Second, in a seemingly-unrelated case, North Carolina v. EPA, the United States Court of Appeals for the District of Columbia Circuit (“DC Circuit”) issued an opinion on July 11, 2008, the same day as the ANPR’s release, declaring invalid due to “fatal flaws” the Clean Air Interstate Rule (“CAIR”).  One key provision under attack by the State of North Carolina in the case was its concern that CAIR allowed an upwind state, Alabama, to avoid its statutory responsibility to for assuring air quality within its borders, pursuant to Title I of the Act, when the Act arguably requires each state to create a state implementation plan (a “SIP”) for each air pollutant depending on whether the area meets the national ambient air quality standard (“NAAQS”).

CAIR required upwind states to revise their SIPs to control emissions of nitrogen oxides (“NOx”) and sulfur dioxides (“SO2”).  As an implementation option, CAIR authorized an interstate trading programs for each air pollutant and, in the absence of approved SIPs, allows upwind sources to use the trading program rather than achieve site-specific emissions reductions.  CAIR also revised the EPA’s Acid Raid Program regulations governing the SO2 cap-and-trade program and implements the CAIR NOx ozone-season trading program.  CAIR features emissions budgets by allocating the regional budget among states according to each state’s proportion of oil-, gas-, and coal-fired electric generating facilities.
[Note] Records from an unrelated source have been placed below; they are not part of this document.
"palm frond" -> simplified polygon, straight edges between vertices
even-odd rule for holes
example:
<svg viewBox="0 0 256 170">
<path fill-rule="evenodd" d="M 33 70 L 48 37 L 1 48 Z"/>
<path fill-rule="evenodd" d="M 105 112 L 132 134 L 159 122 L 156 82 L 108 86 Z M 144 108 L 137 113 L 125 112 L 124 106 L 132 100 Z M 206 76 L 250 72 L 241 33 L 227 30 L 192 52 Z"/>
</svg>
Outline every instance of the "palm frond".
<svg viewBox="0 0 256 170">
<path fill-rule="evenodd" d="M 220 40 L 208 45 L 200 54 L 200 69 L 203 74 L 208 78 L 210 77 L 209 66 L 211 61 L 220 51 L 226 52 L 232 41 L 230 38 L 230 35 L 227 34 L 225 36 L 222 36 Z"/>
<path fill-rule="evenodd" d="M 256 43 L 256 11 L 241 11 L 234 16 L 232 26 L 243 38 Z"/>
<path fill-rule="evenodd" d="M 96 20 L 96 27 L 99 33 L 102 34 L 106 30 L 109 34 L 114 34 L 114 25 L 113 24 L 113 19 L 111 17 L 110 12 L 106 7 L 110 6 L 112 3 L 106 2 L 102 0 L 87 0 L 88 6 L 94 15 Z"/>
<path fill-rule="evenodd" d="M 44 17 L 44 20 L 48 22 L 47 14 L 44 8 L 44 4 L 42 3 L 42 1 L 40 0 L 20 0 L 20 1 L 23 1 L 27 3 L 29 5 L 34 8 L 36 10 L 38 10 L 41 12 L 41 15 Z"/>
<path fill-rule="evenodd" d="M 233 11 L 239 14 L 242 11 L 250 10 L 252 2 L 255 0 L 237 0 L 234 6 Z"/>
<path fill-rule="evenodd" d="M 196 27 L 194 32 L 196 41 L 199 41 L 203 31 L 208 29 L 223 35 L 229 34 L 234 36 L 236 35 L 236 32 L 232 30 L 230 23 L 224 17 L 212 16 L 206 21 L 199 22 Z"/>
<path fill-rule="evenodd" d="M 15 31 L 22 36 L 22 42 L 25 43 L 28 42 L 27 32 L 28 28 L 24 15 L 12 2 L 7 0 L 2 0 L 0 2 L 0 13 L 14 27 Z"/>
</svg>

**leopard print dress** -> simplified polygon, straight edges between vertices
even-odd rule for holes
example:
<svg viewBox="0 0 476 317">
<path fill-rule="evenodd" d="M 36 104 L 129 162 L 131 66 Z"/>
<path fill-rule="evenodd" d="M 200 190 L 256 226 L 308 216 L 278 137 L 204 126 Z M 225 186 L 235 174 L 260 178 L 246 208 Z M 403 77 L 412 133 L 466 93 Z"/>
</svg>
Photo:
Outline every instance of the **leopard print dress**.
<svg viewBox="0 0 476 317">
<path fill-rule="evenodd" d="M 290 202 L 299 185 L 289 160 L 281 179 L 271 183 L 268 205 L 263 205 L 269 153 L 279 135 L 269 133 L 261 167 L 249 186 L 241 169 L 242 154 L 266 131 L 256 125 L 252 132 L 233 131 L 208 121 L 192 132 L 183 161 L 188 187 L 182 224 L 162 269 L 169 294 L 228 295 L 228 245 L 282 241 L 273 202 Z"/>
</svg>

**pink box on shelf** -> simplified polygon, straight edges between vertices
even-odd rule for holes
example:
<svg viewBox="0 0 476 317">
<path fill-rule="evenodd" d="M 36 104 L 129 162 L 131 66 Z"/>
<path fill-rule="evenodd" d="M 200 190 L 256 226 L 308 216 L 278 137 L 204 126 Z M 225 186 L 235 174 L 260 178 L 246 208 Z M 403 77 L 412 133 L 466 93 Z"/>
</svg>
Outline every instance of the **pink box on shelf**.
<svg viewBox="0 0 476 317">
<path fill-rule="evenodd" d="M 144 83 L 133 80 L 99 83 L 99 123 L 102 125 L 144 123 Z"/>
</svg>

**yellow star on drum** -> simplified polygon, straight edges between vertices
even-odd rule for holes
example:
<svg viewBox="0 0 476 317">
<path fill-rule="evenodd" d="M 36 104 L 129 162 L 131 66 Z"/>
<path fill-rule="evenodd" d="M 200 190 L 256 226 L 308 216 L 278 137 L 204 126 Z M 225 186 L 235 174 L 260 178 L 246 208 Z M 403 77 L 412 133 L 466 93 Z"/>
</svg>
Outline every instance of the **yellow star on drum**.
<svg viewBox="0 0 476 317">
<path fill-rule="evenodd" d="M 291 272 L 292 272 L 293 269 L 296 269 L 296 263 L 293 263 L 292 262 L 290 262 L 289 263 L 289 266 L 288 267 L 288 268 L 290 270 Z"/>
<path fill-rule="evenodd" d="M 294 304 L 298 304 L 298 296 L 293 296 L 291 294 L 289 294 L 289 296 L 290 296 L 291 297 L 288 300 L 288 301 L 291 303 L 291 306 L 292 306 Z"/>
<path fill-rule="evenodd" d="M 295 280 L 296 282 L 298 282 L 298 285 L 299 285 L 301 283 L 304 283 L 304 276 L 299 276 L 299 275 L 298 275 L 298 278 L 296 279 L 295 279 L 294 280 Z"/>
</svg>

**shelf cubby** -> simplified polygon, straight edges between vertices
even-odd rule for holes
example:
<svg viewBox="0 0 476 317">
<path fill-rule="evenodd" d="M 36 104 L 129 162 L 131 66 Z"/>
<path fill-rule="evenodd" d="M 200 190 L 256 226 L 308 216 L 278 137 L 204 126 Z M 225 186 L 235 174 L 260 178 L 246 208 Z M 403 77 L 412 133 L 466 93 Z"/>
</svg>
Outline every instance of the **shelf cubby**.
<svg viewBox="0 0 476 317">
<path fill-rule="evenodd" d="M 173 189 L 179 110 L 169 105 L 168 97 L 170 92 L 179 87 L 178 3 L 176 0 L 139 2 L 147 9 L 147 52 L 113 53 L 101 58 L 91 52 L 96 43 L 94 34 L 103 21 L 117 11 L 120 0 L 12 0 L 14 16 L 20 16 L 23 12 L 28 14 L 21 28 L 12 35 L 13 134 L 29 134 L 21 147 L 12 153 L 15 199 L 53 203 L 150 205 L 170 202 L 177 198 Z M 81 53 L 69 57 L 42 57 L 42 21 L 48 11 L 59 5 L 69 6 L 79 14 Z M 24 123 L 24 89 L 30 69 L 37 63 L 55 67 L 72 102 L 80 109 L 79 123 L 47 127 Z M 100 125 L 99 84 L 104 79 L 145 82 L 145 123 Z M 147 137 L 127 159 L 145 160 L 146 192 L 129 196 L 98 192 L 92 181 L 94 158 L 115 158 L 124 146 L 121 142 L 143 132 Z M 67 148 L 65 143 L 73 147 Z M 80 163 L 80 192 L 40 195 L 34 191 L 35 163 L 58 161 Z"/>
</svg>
The DC Circuit rejected EPA’s cap-and-trading programs because CAIR did not require actual elimination of emissions from sources that contribute significantly and interfere with maintenance in downwind nonattainment areas.  It said that CAIR is not achieving the Act’s mandate of prohibiting emissions moving from one state to another, leaving EPA “with no statutory authority for its action.”

Turning back to the ANPR, the EPA is considering the possible use of cap-and-trade programs to regulate GHGs and achieve region-wide reductions in emissions.  One method of regulation, the EPA explained, would be to set a NAAQS for carbon dioxide and use the cap-and-trade program to implement compliance options for achieving allocated regional emissions budgets. 

The DC Circuit’s decision in North Carolina v. EPA, however, significantly restricts EPA’s options for climate change regulation and, most notably calls into question whether EPA even has the authority under the Act to establish a cap-and-trade program for carbon dioxide.

During a recent teleconference presentation of the American Bar Association, lawyers involved in the North Carolina v. EPA case and the ANPR agreed that this month’s legal developments raise serious new concerns and they suggested that Congress should act quickly and simply to legislatively fix the uncertainty left in the DC Circuit’s wake.